3.3.1.3. L’approche interactionniste de la personnalité
Dans la lignée d’Allport (1937, cité par Griffo & Colvin, 2009), de Murray (1938, cité
par Griffo & Colvin, 2009) et de Cattell (1965, cité par Griffo & Colvin, 2009), Vezina,
Cappeliez et Landreville (1994) adoptent une perspective « interactionniste » de la
personnalité qui est, dans cette acceptation, un processus continu, alliant stabilité et
changement, impliquant une interaction entre la personne et son milieu socioculturel. Ces
chercheurs mettent l’accent sur le fait que la personnalité, à l’âge adulte, se façonne selon
l’impact des facteurs du milieu social. Cette perspective s’appuie sur les recherches illustrant
le rôle moteur que jouent les évènements de vie difficiles et le stress, ainsi que la
reconnaissance par la personne de la nécessité du changement, dans l’évolution de la
personnalité. Comme le souligne Hooker (2002), nous ne pouvons considérer la personnalité
sans les effets de contexte qui engendrent non seulement une évolution au sein de la
dynamique psychologique d’une personne mais également de tout un ensemble d’individus
(effet de cohorte) à la lumière des différentes époques de l’histoire humaine.
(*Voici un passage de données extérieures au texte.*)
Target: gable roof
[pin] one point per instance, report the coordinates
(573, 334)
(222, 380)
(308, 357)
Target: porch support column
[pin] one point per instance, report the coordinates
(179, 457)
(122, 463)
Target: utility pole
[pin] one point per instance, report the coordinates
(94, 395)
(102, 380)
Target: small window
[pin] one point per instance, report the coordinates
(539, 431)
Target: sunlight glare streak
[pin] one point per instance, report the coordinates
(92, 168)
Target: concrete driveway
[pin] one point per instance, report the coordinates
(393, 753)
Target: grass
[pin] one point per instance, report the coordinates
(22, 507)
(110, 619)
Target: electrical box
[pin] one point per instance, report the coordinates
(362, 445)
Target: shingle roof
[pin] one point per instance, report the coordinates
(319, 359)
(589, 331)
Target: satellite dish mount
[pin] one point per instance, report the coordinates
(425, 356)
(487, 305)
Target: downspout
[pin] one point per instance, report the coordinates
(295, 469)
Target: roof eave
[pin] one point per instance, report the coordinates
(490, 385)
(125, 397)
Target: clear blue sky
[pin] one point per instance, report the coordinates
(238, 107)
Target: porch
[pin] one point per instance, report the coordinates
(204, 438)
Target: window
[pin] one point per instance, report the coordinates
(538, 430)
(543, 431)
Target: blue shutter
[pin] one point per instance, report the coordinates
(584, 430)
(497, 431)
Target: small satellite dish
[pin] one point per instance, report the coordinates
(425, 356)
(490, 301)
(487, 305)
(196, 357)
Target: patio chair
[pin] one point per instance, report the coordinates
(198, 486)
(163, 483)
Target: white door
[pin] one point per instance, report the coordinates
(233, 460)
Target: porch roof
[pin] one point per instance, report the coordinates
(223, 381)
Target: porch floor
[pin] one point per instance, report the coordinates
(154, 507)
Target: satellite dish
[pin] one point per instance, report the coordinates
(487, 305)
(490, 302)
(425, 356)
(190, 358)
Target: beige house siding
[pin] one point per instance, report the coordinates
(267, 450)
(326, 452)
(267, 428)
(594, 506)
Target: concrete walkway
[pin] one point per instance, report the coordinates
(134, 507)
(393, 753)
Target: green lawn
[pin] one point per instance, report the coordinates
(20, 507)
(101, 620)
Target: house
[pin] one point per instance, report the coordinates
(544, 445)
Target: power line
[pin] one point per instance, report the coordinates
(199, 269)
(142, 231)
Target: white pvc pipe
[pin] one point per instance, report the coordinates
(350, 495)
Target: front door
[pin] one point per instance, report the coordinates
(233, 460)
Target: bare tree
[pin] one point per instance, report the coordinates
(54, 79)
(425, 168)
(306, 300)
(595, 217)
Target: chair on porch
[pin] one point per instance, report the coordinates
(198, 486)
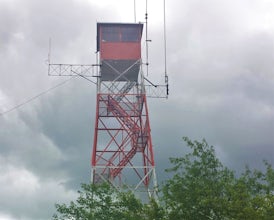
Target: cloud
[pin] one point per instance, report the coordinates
(26, 195)
(221, 88)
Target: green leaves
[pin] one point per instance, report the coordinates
(201, 188)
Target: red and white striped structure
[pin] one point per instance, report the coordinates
(122, 148)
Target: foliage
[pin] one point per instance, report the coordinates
(201, 188)
(103, 202)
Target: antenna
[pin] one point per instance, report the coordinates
(147, 40)
(134, 11)
(165, 50)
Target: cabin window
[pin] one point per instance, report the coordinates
(120, 34)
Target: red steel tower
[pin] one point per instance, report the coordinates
(122, 149)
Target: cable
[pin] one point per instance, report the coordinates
(34, 97)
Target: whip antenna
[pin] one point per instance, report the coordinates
(165, 50)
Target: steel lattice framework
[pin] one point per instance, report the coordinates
(122, 151)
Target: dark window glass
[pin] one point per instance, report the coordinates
(130, 34)
(110, 34)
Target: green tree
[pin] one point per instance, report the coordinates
(198, 187)
(203, 188)
(103, 202)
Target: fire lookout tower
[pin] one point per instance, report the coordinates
(122, 151)
(122, 145)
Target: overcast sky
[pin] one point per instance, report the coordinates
(220, 57)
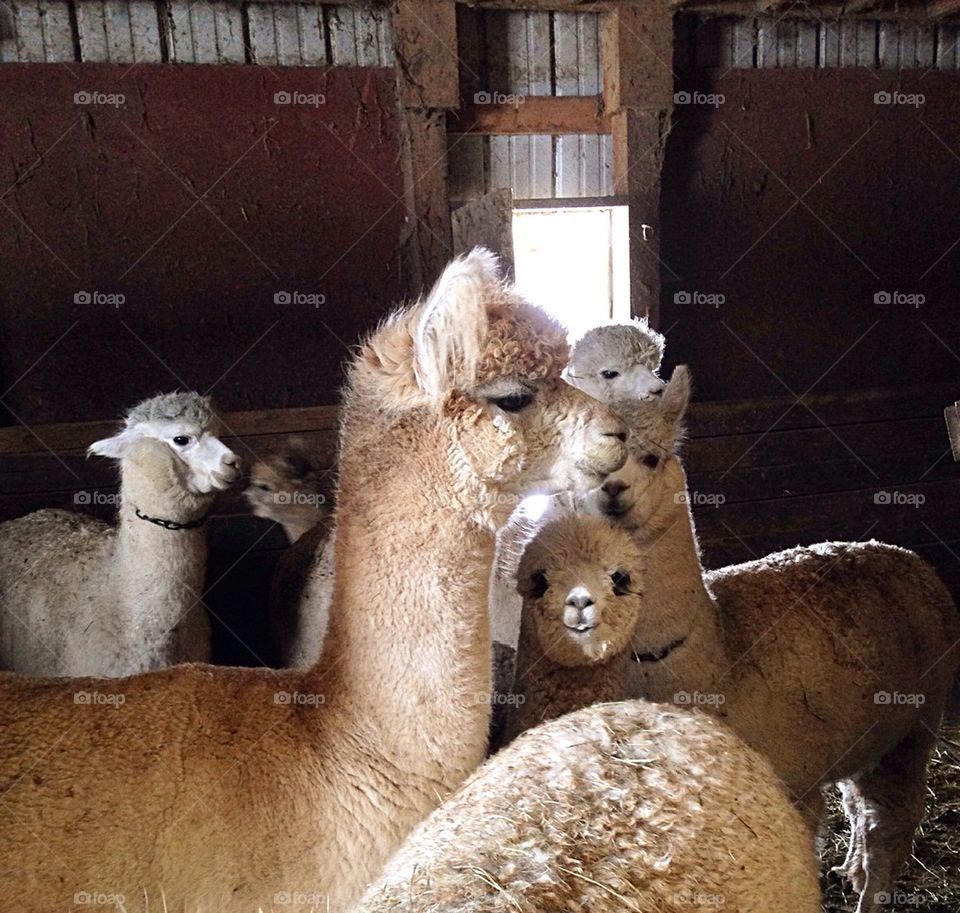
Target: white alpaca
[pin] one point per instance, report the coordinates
(581, 581)
(834, 660)
(618, 807)
(614, 361)
(80, 597)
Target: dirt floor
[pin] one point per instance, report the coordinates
(931, 880)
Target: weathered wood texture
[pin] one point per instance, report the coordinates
(271, 34)
(769, 42)
(252, 241)
(526, 60)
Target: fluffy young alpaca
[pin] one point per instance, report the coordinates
(291, 488)
(617, 807)
(580, 579)
(80, 597)
(834, 660)
(235, 789)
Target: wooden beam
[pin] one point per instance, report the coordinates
(534, 114)
(638, 85)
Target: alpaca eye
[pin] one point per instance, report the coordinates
(512, 403)
(538, 584)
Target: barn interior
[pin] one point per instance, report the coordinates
(226, 196)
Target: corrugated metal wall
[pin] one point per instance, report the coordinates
(179, 31)
(523, 54)
(767, 42)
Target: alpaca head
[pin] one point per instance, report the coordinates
(619, 361)
(633, 494)
(174, 437)
(290, 486)
(481, 369)
(580, 582)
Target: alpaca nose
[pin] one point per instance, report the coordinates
(614, 488)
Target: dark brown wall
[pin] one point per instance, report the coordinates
(101, 198)
(881, 183)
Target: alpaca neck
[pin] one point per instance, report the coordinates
(674, 592)
(407, 653)
(544, 689)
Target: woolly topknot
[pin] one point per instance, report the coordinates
(188, 406)
(630, 343)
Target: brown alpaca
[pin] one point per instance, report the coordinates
(580, 580)
(238, 789)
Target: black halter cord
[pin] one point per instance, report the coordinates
(661, 654)
(171, 524)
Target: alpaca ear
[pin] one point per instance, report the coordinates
(453, 324)
(676, 394)
(113, 447)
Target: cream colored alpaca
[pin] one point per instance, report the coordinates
(80, 597)
(580, 580)
(835, 660)
(237, 789)
(631, 807)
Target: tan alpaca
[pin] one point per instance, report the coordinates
(580, 580)
(617, 807)
(81, 597)
(237, 789)
(835, 660)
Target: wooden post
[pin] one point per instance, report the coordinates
(425, 35)
(638, 86)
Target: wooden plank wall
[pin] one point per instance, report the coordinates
(763, 475)
(768, 42)
(529, 54)
(180, 31)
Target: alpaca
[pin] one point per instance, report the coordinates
(618, 361)
(291, 488)
(579, 578)
(616, 807)
(204, 787)
(614, 361)
(80, 597)
(835, 660)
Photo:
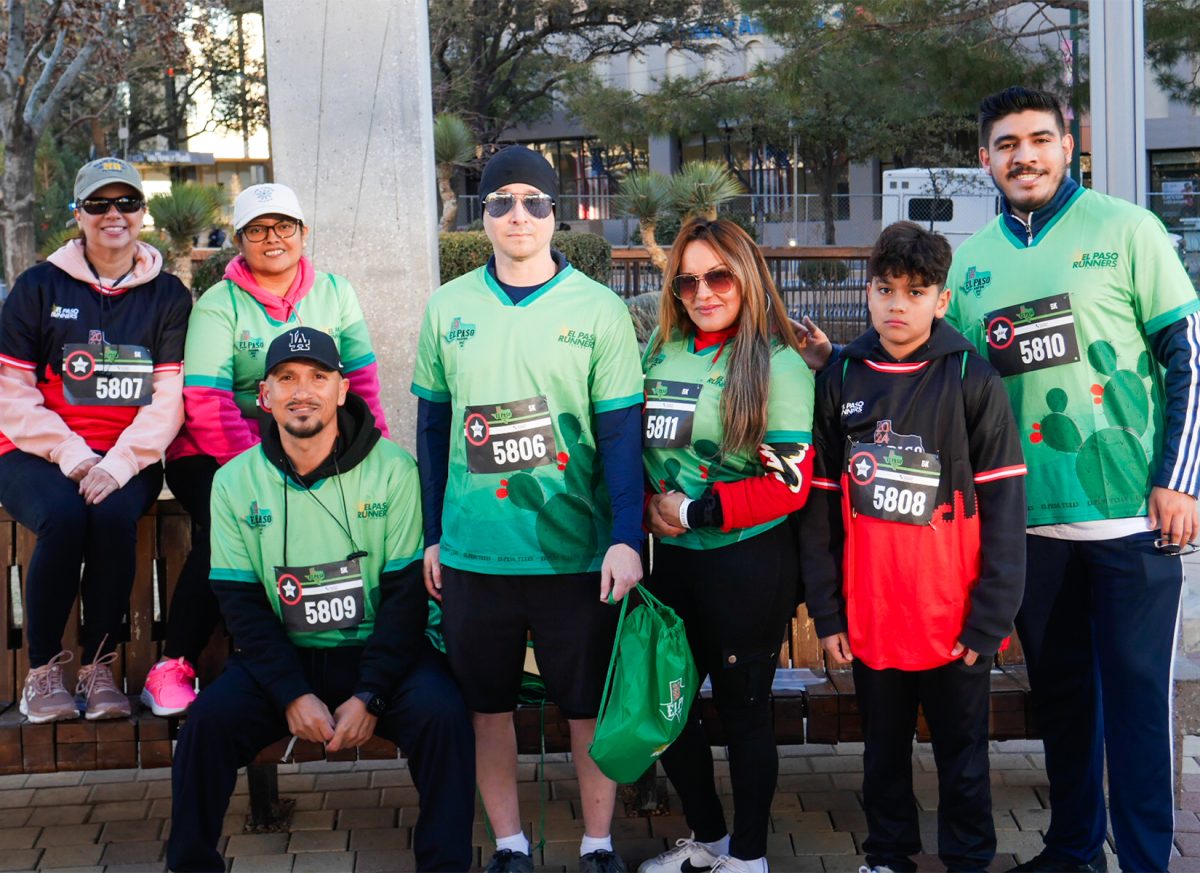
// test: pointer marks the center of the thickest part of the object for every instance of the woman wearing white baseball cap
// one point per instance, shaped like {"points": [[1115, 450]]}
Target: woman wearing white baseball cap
{"points": [[269, 288]]}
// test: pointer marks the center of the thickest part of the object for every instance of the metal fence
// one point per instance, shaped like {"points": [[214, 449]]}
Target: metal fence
{"points": [[827, 283]]}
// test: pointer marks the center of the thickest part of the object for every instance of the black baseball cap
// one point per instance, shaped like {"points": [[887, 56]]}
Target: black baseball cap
{"points": [[304, 344]]}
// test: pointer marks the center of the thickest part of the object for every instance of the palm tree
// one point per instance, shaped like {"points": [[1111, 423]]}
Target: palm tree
{"points": [[454, 145], [645, 196], [701, 187], [183, 215]]}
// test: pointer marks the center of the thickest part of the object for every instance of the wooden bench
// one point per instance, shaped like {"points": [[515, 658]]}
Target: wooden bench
{"points": [[822, 711]]}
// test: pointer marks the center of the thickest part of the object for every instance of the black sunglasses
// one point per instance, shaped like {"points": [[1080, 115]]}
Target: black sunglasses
{"points": [[719, 280], [499, 204], [100, 205]]}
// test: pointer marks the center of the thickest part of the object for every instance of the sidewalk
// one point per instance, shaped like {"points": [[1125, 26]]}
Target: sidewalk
{"points": [[354, 817]]}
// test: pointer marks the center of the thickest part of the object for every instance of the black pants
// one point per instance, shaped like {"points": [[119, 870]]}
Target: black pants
{"points": [[736, 602], [193, 610], [101, 537], [1098, 627], [233, 720], [955, 700]]}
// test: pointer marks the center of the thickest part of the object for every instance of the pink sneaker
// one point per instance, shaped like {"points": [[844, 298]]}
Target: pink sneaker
{"points": [[169, 687]]}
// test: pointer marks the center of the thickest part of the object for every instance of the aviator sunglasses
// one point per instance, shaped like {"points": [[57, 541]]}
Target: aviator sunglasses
{"points": [[719, 281], [499, 204], [100, 205]]}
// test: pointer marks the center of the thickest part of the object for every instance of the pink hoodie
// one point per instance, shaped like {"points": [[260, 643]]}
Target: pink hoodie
{"points": [[215, 423], [39, 431]]}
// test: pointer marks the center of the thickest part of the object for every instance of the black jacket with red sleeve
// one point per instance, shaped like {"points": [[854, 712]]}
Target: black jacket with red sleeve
{"points": [[913, 535]]}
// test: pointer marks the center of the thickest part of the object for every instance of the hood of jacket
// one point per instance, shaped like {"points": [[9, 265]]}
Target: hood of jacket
{"points": [[357, 435]]}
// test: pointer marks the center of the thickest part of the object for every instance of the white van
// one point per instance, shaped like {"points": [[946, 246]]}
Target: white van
{"points": [[954, 202]]}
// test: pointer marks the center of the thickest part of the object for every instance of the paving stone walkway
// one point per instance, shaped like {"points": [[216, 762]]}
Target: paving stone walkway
{"points": [[358, 818]]}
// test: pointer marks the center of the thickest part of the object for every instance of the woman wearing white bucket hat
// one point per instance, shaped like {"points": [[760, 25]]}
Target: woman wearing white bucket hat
{"points": [[268, 289]]}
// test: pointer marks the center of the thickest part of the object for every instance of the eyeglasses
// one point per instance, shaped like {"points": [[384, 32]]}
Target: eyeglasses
{"points": [[100, 205], [499, 204], [719, 281], [257, 233], [1171, 549]]}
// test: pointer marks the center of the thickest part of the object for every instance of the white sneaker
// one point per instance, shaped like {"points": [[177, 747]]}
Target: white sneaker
{"points": [[727, 864], [688, 855]]}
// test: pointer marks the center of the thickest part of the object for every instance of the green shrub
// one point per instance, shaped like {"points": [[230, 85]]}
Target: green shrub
{"points": [[462, 251], [211, 270]]}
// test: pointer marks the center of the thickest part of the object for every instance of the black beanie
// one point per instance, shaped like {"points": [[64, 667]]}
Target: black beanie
{"points": [[517, 164]]}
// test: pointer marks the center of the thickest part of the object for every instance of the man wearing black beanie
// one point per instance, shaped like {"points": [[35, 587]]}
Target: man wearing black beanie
{"points": [[528, 443]]}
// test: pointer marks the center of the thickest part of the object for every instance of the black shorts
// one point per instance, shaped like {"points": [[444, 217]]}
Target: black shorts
{"points": [[485, 619]]}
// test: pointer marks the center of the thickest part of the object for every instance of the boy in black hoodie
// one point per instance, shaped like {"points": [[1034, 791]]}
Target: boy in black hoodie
{"points": [[915, 539], [317, 565]]}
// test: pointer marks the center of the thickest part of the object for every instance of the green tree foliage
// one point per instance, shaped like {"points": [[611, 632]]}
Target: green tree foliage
{"points": [[499, 62]]}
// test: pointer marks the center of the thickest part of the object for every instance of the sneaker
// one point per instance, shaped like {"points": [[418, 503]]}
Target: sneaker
{"points": [[688, 855], [102, 698], [171, 687], [727, 864], [45, 698], [1045, 862], [508, 861], [601, 861]]}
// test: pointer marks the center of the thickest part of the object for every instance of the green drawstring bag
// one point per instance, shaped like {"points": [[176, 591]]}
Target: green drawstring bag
{"points": [[651, 685]]}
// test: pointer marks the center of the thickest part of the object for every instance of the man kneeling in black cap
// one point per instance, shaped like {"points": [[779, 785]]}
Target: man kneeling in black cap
{"points": [[317, 564]]}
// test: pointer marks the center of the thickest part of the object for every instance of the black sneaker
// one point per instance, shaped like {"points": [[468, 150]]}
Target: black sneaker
{"points": [[1045, 862], [601, 861], [508, 861]]}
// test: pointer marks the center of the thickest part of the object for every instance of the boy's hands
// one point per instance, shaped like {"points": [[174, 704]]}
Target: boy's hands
{"points": [[969, 658], [838, 648]]}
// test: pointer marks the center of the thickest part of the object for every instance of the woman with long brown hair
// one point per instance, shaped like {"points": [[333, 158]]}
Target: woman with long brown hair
{"points": [[726, 450]]}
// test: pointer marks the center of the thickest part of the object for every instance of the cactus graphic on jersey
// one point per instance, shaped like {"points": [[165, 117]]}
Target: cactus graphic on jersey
{"points": [[565, 523], [1111, 461]]}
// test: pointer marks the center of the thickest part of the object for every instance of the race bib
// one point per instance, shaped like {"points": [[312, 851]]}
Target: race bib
{"points": [[321, 597], [100, 374], [893, 485], [509, 437], [669, 414], [1032, 336]]}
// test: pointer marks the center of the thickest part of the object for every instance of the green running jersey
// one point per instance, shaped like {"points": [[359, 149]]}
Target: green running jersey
{"points": [[1065, 320], [526, 492], [228, 318], [317, 594], [683, 431]]}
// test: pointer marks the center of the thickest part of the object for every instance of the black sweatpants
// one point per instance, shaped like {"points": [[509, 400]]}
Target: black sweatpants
{"points": [[193, 610], [735, 602], [102, 537], [954, 698], [233, 720], [1098, 626]]}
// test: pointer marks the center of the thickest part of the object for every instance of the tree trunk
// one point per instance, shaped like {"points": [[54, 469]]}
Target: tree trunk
{"points": [[17, 205], [449, 199], [658, 257]]}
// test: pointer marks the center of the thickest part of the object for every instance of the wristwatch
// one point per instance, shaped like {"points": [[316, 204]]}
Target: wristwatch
{"points": [[376, 704]]}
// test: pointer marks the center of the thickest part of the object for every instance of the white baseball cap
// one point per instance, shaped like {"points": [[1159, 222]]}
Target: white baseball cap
{"points": [[265, 199]]}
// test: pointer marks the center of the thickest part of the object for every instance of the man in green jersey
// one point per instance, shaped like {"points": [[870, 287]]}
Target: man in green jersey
{"points": [[1080, 302], [317, 565], [529, 446]]}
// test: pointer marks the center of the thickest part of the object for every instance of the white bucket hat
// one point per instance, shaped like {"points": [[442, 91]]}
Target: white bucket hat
{"points": [[265, 199]]}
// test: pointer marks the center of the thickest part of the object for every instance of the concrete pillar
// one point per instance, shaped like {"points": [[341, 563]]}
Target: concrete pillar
{"points": [[352, 131], [1117, 73]]}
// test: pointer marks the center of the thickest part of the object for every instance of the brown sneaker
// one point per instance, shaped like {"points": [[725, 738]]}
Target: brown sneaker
{"points": [[45, 698], [96, 686]]}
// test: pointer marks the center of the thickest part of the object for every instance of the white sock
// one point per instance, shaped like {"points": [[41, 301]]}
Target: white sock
{"points": [[517, 842], [589, 844], [721, 847]]}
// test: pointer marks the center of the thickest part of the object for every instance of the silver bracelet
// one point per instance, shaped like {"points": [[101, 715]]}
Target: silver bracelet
{"points": [[683, 513]]}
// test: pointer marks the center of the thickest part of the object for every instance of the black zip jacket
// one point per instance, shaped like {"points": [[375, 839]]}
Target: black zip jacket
{"points": [[907, 559], [261, 639]]}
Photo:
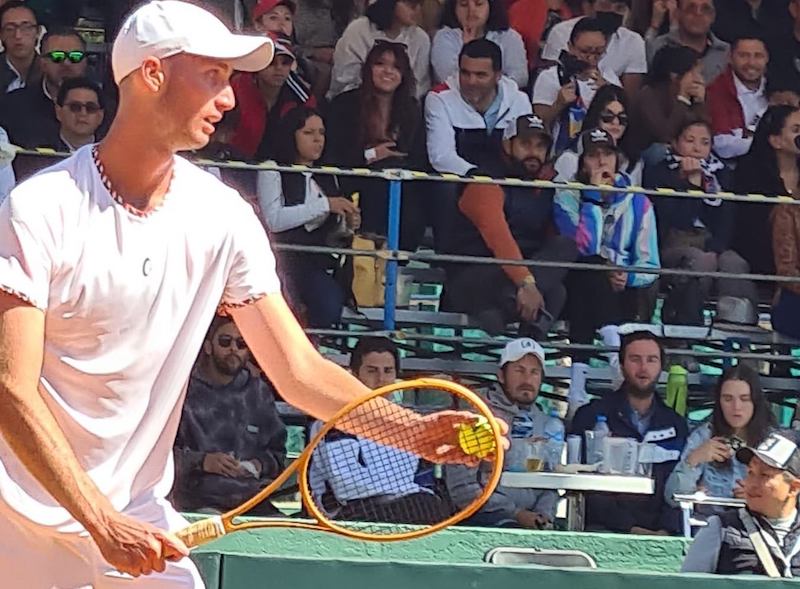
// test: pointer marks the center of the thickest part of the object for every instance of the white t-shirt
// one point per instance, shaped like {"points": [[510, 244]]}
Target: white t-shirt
{"points": [[128, 300]]}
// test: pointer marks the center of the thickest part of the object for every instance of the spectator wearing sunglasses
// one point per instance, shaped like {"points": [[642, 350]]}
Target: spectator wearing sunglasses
{"points": [[231, 440], [19, 65]]}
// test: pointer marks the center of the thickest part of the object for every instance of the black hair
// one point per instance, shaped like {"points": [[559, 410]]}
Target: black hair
{"points": [[762, 420], [497, 21], [586, 25], [371, 345], [70, 84], [483, 49]]}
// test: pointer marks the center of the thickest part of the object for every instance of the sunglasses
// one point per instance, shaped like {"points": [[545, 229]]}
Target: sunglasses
{"points": [[90, 107], [226, 341], [62, 56]]}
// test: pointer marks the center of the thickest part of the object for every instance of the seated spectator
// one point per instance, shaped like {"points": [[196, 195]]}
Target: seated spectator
{"points": [[562, 93], [375, 362], [379, 125], [307, 209], [696, 234], [385, 20], [674, 93], [615, 228], [609, 112], [509, 223], [737, 98], [465, 20], [231, 440], [465, 119], [512, 399], [19, 63], [727, 545], [264, 98], [28, 114], [625, 53], [770, 168], [741, 415], [694, 20], [637, 411]]}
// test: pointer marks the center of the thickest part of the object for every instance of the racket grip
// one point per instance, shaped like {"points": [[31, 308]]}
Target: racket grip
{"points": [[202, 532]]}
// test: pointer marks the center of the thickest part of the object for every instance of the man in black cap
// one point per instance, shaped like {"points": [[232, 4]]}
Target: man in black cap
{"points": [[764, 537], [510, 223]]}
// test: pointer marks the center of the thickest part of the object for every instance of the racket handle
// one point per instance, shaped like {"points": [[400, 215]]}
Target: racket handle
{"points": [[202, 532]]}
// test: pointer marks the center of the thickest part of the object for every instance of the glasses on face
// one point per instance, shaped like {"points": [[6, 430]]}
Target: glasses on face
{"points": [[62, 56], [91, 108], [226, 341]]}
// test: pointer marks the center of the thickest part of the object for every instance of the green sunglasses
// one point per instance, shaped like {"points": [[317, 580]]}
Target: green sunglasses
{"points": [[62, 56]]}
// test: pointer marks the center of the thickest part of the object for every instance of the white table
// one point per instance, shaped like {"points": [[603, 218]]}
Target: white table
{"points": [[575, 485]]}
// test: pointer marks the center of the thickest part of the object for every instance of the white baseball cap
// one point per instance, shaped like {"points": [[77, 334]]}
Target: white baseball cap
{"points": [[519, 348], [163, 28]]}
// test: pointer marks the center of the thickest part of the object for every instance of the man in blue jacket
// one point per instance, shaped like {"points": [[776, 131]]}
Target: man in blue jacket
{"points": [[636, 411]]}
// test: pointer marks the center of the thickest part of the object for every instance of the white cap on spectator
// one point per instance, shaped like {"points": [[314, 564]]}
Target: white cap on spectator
{"points": [[519, 348], [164, 28]]}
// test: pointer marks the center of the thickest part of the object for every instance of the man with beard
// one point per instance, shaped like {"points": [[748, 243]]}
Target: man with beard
{"points": [[636, 411], [231, 441], [510, 223]]}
La personnalité est un constituant fondamental de tout individu. Selon ses
différentes expressions, elle sous‐tendra tel ou tel type de mécanismes psychiques
adaptatifs face aux contingences de la vie. Nous pouvons distinguer, nous semble‐t‐il, deux
types de mécanismes à l’œuvre lors d’un vécu de perte : des mécanismes psychiques
réminiscence. Apprécions, dès à présent, leurs caractéristiques et leurs particularités au
service de l’équilibre psychique de la personne âgée.
Dans le document
Le Trouble du Deuil Persistant chez la Personne Âgée : évaluation et Étude des Effets de la Personnalité
(Page 86-90)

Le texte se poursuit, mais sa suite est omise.